Da teorico dei media, il filosofo tedesco non poteva non trattare la questione della privacy nei social network dove il corpo privato, fisico, intimo coincide con quello pubblico, simbolico, mediatizzato. Oggi, come aveva predetto Andy Warhol con i 15 minuti di celebrità mediatica per tutti, gli account Facebook o Instagram funzionano come estensioni simboliche, quasi immediate dei corpi fisici, che richiedono necessariamente riconoscimento e ammirazione da parte degli altri/spettatori. Perché tale sovraesposizione funzioni e piaccia va progettata, di conseguenza il “design di sé”, quale forma di protezione e di cura, ha trasformato gli individui sia in artisti sia in opere autoprodotte. In Internet il corpo umano diventa un oggetto in un museo, che richiede contemplazione e cura.

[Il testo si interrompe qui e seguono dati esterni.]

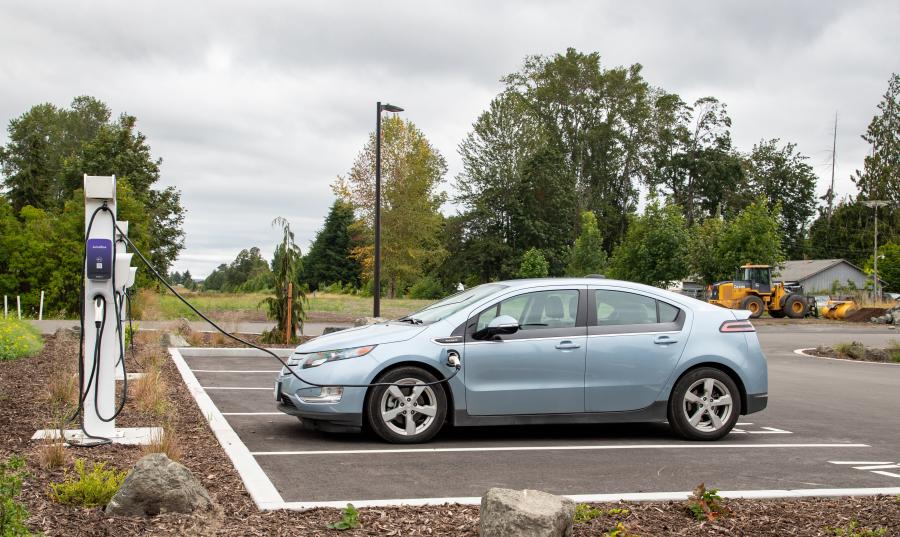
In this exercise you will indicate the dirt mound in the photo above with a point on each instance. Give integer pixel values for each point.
(863, 315)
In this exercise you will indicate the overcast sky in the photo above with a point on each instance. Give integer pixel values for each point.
(255, 107)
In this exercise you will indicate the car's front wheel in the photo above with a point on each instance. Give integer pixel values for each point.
(705, 404)
(410, 412)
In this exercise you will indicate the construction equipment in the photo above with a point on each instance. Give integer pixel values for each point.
(753, 290)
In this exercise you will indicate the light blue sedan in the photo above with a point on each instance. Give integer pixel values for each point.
(559, 350)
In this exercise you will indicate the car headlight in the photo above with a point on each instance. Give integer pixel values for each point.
(315, 359)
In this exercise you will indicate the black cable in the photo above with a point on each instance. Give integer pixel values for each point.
(267, 351)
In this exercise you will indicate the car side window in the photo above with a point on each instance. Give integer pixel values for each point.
(535, 311)
(618, 307)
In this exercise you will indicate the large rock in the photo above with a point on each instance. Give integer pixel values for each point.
(525, 513)
(157, 485)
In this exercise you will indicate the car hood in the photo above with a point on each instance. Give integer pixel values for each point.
(374, 334)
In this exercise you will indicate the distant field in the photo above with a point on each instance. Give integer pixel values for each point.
(245, 307)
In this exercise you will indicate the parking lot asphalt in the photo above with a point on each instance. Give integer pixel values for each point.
(829, 425)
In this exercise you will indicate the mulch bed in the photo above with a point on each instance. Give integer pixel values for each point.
(23, 410)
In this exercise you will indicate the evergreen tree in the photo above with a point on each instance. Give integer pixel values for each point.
(330, 257)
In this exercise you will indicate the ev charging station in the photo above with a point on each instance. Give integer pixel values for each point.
(107, 275)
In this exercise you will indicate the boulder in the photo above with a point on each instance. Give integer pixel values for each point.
(157, 485)
(366, 321)
(525, 513)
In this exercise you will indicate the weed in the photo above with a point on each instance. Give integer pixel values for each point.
(706, 504)
(18, 339)
(349, 519)
(586, 513)
(166, 441)
(90, 488)
(150, 393)
(62, 391)
(852, 529)
(854, 350)
(619, 531)
(12, 514)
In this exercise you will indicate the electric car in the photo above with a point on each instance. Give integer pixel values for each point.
(541, 351)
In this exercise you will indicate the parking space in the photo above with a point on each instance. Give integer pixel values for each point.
(830, 425)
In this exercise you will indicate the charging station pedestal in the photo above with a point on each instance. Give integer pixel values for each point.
(100, 273)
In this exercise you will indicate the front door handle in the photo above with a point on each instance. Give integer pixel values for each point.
(664, 340)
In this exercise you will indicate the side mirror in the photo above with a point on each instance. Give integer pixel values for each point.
(502, 325)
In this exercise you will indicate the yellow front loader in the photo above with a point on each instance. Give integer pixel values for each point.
(753, 290)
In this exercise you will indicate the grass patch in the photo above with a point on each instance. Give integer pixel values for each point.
(167, 307)
(12, 513)
(18, 339)
(92, 488)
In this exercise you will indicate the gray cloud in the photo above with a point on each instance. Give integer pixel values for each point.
(256, 108)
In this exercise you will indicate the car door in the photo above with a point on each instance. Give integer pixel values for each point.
(539, 369)
(634, 342)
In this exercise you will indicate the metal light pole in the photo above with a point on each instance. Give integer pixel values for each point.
(876, 204)
(376, 309)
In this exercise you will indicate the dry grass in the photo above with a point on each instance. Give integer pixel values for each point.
(151, 392)
(166, 442)
(62, 392)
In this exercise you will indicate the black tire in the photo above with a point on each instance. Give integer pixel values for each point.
(755, 305)
(396, 431)
(795, 306)
(705, 429)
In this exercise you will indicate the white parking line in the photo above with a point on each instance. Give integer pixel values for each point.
(551, 448)
(235, 371)
(233, 388)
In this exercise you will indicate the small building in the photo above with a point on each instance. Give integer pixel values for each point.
(818, 275)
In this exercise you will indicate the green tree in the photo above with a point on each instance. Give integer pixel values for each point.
(754, 236)
(705, 259)
(412, 173)
(849, 232)
(588, 256)
(654, 251)
(330, 256)
(286, 266)
(880, 178)
(783, 177)
(888, 266)
(534, 265)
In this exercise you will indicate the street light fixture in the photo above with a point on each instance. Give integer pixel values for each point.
(376, 308)
(875, 204)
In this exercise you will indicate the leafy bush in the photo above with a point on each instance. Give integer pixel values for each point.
(427, 288)
(18, 339)
(12, 513)
(88, 488)
(349, 519)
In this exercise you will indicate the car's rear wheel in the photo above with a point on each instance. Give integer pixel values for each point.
(704, 405)
(409, 413)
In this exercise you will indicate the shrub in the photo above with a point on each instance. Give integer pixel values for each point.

Filosofia della cura è un volume scritto in modo accurato che si presta bene a una lettura scorrevole, anche grazie a una struttura con uno sviluppo “relazionale” dove, dopo un’introduzione limpida, ogni capitolo costituisce le premesse del successivo e un approfondimento e, in alcuni casi, messa in discussione di quello precedente. I lettori a cui si rivolge Groys sono potenzialmente tutti ma, in modo particolare (e prevedibile pensando ai suoi libri precedenti), coloro i quali lavorano nel settore creativo, visto che spesso tratta di processi artistici, opere d’arte e modi per preservarle, non solo all’interno dei musei ma anche in rapporto ai loro pubblici. Tuttavia l’analisi è condotta con uno sguardo che è/resta antropocentrico, si parla di corpi umani e di cose, e non c’è alcun riferimento ad altre forme di esistenza né a cosa significa oggi prendersi cura del nostro pianeta surriscaldato e malato. Una mancanza che ho avvertito in modo rilevante, perché avrei letto con interesse le speculazioni su questi temi di un filosofo del suo calibro che offre pensieri in grado di liberarci dalle catene del sistema costituito.